Dexamethasone suppression adrenal scintiscans were performed on 37 patients referred for evaluation of primary
aldosteronism (PA). Twenty-one had
aldosterone-secreting adrenal
adenoma (AA) and 16 had bilateral adrenal
hyperplasia (BAH). The diagnosis of either AA or BAH was confirmed by
adrenalectomy in 19 of 21 subjects with AA and by adrenal venous sampling in 15 of 16 patients with BAH. Biochemical parameters of PA were found in each patient while on both high (150 meq Na) and low
salt (10 meq Na) intakes. Urinary
aldosterone excretion values were 49.7 +/- 10.2 (+/- SEM) micrograms/day (range, 11.2-103.9) and 44.2 +/- 12.1 micrograms/day (range, 14.3-128.0) in AA patients on high and low
salt intakes, respectively. In BAH patients, urinary
aldosterone values were 29.1 +/- 2.6 micrograms/day (range, 10.0-55.0) and 47.7 +/- 9.0 micrograms/day (range, 23.0-102.0) on high and low
salt intakes, respectively. A semioperator-independent computer algorithm was used to calculate adrenal gland uptake of [131I]
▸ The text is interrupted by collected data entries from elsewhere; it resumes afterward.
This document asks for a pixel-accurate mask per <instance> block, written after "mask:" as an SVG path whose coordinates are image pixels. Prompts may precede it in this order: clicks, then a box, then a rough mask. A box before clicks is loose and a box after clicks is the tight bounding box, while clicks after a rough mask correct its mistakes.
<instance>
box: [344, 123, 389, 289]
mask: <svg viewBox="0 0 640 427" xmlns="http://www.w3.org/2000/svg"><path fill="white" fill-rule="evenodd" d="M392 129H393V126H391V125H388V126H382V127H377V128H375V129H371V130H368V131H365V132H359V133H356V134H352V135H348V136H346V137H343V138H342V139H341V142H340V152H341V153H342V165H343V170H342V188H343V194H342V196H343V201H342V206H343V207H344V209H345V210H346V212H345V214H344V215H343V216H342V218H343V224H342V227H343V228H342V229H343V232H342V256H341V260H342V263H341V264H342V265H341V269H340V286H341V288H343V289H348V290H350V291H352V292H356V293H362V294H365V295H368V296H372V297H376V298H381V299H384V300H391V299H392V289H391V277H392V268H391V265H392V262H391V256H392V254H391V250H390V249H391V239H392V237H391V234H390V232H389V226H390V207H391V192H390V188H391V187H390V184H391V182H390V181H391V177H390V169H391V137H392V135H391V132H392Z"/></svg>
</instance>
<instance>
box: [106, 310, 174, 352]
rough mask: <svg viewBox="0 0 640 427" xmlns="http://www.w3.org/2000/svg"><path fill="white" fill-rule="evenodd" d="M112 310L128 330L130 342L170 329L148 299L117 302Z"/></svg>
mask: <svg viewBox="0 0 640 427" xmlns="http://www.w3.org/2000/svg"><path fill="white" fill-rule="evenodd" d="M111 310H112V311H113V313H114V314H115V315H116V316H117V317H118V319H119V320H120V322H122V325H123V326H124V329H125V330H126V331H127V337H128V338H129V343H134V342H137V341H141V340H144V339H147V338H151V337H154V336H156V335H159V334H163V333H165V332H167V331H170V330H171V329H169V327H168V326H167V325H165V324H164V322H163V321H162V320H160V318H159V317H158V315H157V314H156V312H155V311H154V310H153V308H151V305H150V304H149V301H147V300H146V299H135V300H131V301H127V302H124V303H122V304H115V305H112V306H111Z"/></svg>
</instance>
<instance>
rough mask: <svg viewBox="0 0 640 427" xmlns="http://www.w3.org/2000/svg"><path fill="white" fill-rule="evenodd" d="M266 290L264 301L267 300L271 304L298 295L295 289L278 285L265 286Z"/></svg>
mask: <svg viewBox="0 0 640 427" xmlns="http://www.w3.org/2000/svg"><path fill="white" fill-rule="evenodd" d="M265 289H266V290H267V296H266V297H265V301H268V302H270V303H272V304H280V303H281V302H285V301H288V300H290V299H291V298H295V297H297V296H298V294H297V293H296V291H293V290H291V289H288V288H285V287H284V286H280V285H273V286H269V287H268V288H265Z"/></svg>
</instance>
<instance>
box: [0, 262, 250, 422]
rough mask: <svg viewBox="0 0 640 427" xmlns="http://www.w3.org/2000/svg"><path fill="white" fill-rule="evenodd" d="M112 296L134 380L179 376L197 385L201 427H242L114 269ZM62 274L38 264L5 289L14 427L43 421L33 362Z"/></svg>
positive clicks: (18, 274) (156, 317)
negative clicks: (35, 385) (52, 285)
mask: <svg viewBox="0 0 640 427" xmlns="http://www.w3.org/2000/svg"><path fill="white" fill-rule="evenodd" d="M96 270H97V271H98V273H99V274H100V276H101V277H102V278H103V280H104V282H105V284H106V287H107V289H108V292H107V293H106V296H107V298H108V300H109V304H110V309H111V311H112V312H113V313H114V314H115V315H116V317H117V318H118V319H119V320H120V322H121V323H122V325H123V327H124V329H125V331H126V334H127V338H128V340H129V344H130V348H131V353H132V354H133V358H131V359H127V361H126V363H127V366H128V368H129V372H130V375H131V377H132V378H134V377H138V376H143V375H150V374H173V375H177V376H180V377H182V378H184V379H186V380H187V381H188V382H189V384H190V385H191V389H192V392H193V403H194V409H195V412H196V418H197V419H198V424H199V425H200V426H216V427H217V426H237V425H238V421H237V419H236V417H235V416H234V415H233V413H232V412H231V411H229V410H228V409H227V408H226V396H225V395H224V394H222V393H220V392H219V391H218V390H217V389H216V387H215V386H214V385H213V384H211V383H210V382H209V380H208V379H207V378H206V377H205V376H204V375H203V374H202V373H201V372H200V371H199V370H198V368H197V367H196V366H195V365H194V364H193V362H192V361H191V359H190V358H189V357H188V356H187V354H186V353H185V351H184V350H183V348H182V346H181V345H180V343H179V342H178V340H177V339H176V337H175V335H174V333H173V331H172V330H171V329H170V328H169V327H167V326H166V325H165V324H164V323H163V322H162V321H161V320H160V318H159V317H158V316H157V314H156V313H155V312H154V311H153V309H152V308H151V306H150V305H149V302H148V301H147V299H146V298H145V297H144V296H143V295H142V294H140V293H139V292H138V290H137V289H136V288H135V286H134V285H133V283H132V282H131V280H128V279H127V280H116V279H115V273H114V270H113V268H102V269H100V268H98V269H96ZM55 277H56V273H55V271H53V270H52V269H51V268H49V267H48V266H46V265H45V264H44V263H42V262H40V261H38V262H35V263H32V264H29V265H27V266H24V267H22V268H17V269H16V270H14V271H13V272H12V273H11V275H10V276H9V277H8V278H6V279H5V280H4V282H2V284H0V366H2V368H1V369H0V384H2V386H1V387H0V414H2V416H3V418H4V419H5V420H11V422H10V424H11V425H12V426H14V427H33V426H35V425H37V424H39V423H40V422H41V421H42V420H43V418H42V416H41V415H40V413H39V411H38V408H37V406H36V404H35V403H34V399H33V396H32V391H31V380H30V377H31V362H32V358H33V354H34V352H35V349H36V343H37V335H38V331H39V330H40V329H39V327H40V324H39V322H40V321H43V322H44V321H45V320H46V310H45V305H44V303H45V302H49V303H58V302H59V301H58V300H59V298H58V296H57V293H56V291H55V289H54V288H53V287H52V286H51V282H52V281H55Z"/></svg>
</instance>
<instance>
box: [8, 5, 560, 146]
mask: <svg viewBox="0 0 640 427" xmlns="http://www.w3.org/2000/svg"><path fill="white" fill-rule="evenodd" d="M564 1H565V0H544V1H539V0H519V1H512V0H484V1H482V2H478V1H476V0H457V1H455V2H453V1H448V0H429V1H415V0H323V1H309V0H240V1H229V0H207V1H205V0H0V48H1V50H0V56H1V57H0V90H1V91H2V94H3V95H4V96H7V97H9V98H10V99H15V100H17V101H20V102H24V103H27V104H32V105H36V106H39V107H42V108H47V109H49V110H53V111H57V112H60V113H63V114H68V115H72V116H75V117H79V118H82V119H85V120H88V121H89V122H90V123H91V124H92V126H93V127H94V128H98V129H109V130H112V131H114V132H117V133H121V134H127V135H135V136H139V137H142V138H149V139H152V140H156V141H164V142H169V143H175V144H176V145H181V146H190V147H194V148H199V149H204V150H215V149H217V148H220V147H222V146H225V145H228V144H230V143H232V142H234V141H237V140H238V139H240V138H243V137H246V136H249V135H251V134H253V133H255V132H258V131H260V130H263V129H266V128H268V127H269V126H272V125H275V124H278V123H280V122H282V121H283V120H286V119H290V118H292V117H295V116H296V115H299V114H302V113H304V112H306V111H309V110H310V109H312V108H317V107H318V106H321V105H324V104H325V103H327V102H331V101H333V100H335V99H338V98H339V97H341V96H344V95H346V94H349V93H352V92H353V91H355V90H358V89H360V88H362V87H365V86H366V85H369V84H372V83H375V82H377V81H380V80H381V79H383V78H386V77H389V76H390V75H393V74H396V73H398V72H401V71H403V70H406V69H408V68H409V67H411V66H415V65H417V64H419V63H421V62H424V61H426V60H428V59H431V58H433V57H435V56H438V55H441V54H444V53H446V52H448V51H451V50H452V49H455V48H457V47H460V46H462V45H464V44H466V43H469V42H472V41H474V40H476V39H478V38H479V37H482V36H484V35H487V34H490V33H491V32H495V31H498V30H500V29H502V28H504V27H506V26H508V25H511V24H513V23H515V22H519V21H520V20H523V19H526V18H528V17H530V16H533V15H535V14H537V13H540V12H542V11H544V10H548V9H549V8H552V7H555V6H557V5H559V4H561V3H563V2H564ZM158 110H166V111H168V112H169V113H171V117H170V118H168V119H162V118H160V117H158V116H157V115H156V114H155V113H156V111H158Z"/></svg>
6 beta-iodomethyl-19-norcholesterol (NP-59) in PA patients and in 7 patients with
essential hypertension.
NP-59 adrenal uptake values were 0.20 +/- 0.02%/dose (range, 0.03-0.72), 0.28 +/- 0.04% (range, 0.10-0.65), and 0.14 +/- 0.02%/dose (range, 0.08-0.30) in AA, BAH, and
essential hypertension, respectively. A significant correlation was found between adrenal gland uptake of
NP-59 and urinary
aldosterone excretion in AA (r = 0.93; P less than 0.001) and BAH (r = 0.6; P less than 0.01) patients. These data confirm that adrenal gland accumulation of
NP-59 while on
dexamethasone suppression can be used to characterize abnormal zona glomerulosa function in PA, in addition to localizing AA and differentiating AA from BAH.